Nadaba para él, se zambullía una vez y otra para él a pesar del agua fría y el
sol a medio encender. La playa, desierta, les pertenecía.
A mitad
de mañana, los hombres organizaban una partida de Continental bajo el toldo
alrededor de una mesita plegable. Las mujeres tomaban el sol. Ella se encajaba entre
las sillas de los jugadores. Buscaba la sombra, el silencio, y concentrarse en
la lectura del momento cerca de Titi que levantaba la vista de las cartas cada
poco, la miraba y sonreía. «La más inteligente de la
familia, ¿cómo estás, preciosa?». Ese “preciosa” centelleaba en la
voz de Titi que hacía sonar la ce como ese.
En el
horizonte, resistían los gritos de Nora: «¡Sal ya!¡Que
salgas, Tina!». Cristina, harta del puñado de
indicaciones que le llovían, se hacía la sorda. Y la voz punzante de Nora se
dirigía a los jugadores para hacer blanco en Titi, «La niña
no me hace caso. Ya es la una, tiene que comer». Titi se
levantaba, volvía con Cristina. De reojo, ella vigilaba los movimientos de Nora
y Cristina mientras recogían; contaba aquellos minutos eternos. Después, Titi y
ella se alejaban hacia la zona menos concurrida. A Titi le gustaba nadar, ella
no podía seguir su brazada larga, aguardaba en la orilla. La mayoría de los
días subía con él al apartamento. Comían en la terraza. Siempre, en algún
momento, ella se acercaba a la baranda, imaginaba cómo la vio él esa mañana, ideaba
piruetas para ofrecerle al día siguiente. Después de comer, Nora se llevaba a
Cristina a dormir la siesta, Titi se recostaba en su sillón, ella cruzaba el
rellano para meterse en casa.
Fue
cosa de Titi que el padre de ella comprara el apartamento de enfrente. «Es un disparate comprar un piso para disfrutarlo un mes y vivir de
alquiler el resto del año», había argumentado ante su
mujer y su cuñado inútilmente. Titi podía permitirse dos casas en propiedad,
ganaba mucho dinero en Sudamérica con el negocio de maquinaria agrícola. Mucho.

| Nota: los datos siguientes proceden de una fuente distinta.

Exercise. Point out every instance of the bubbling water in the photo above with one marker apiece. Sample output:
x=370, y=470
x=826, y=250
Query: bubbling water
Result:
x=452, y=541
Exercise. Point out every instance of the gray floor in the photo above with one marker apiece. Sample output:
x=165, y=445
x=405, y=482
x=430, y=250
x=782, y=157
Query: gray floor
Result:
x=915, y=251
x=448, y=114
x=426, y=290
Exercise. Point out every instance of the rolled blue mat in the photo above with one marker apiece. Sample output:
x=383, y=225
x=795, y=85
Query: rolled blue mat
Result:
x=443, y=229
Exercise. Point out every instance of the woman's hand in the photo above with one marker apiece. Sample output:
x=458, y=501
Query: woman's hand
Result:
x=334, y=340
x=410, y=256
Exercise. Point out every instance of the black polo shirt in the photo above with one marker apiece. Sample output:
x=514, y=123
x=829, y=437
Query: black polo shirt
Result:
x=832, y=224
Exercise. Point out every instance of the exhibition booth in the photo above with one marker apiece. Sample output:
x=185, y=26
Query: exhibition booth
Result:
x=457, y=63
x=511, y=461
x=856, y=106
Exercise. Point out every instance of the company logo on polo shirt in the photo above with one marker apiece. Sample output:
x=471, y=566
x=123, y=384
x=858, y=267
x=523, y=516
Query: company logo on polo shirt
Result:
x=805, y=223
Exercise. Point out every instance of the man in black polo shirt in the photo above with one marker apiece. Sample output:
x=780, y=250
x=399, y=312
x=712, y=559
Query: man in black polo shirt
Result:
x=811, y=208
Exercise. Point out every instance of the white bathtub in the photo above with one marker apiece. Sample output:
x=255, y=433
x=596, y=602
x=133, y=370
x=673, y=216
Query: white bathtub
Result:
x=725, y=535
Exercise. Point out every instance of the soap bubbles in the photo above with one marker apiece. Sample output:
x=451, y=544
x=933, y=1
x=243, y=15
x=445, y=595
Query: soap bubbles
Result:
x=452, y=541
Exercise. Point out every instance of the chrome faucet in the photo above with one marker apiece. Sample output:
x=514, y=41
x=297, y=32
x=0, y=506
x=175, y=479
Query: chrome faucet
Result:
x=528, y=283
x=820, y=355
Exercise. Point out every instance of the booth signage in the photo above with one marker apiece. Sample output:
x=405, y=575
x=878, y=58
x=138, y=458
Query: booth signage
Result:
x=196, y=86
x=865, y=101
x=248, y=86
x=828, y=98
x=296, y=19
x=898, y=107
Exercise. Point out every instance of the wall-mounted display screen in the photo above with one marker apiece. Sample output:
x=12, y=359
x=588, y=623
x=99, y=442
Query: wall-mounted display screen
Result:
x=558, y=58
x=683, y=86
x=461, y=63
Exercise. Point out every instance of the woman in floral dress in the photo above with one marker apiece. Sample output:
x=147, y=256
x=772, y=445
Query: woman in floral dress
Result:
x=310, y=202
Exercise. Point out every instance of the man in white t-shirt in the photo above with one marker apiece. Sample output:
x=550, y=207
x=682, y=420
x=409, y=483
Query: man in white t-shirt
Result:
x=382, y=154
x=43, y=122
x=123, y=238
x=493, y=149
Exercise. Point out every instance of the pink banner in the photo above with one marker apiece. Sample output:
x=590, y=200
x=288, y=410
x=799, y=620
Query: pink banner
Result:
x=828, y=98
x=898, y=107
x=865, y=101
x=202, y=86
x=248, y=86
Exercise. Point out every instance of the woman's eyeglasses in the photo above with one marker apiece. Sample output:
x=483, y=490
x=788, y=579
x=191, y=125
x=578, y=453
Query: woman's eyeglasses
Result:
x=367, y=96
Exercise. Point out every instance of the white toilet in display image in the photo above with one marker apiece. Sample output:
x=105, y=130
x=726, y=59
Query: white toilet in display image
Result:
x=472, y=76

Así, Nora se engalanaba con esmeraldas de Colomba, zafiros de Brasil…, joyas
que el esposo traía de sus viajes. Ella anhelaba alcanzar la edad de recibir
esos obsequios y decir «Me lo ha regalado mi tío».
No hubo
tiempo. Se vendió el apartamento de la playa —también el de los padres de ella,
permutado por un piso en la ciudad—, se empeñaron las joyas, desaparecieron los
restaurantes, las empleadas de hogar, los viajes. Ella con sus padres los visitaban
siempre que podían, no hacía falta avisar, raramente salían. Nora hablaba de la
ruina con pasmosa naturalidad, una naturalidad que a ella le resultaba
insoportable. Parecía que hiciera leña del árbol caído. Solo importaba
Cristina, su presente, su futuro. La prima, convertida en mujer, se había
contagiado de la frialdad nórdica de su madre, su rostro resultaba infranqueable
como un espejo. A Titi, sin embargo, le habían brotado arrugas, ojeras y
bolsas, y se le había caído el pelo. Lo hallaban acurrucado en su sillón, taciturno.
Pero cuando ella aparecía por la puerta los ojillos se achinaban pícaros con
una sonrisa de oreja a oreja, y pronunciaba aquel “Cómo estás, presiosa”, reservado en exclusiva. «Hay qué ver cómo te quiere», decía Nora en un tono indiferente
que caía a plomo.
Un
cáncer de vejiga se lo llevó por delante.
En el
funeral, ella no podía dejar de llorar, las lágrimas le consolaban del mismo
modo que de niña cuando algo la confundía y no sabía qué otra cosa hacer. Nora
se volvió, su voz extranjera pareció dirigirse a un camarero, «Ya hija, ya. Para». Cristina
también se había girado, su mirada verde era gris. Incineraron su cuerpo. Sabía que la intención de
Cristina era esparcir las cenizas, la cuestión era dónde, cuándo. Ella quería
estar presente, les hizo saber.
FIN
Ejercicio correspondiente al tema 3 del curso "Escritura y Meditación"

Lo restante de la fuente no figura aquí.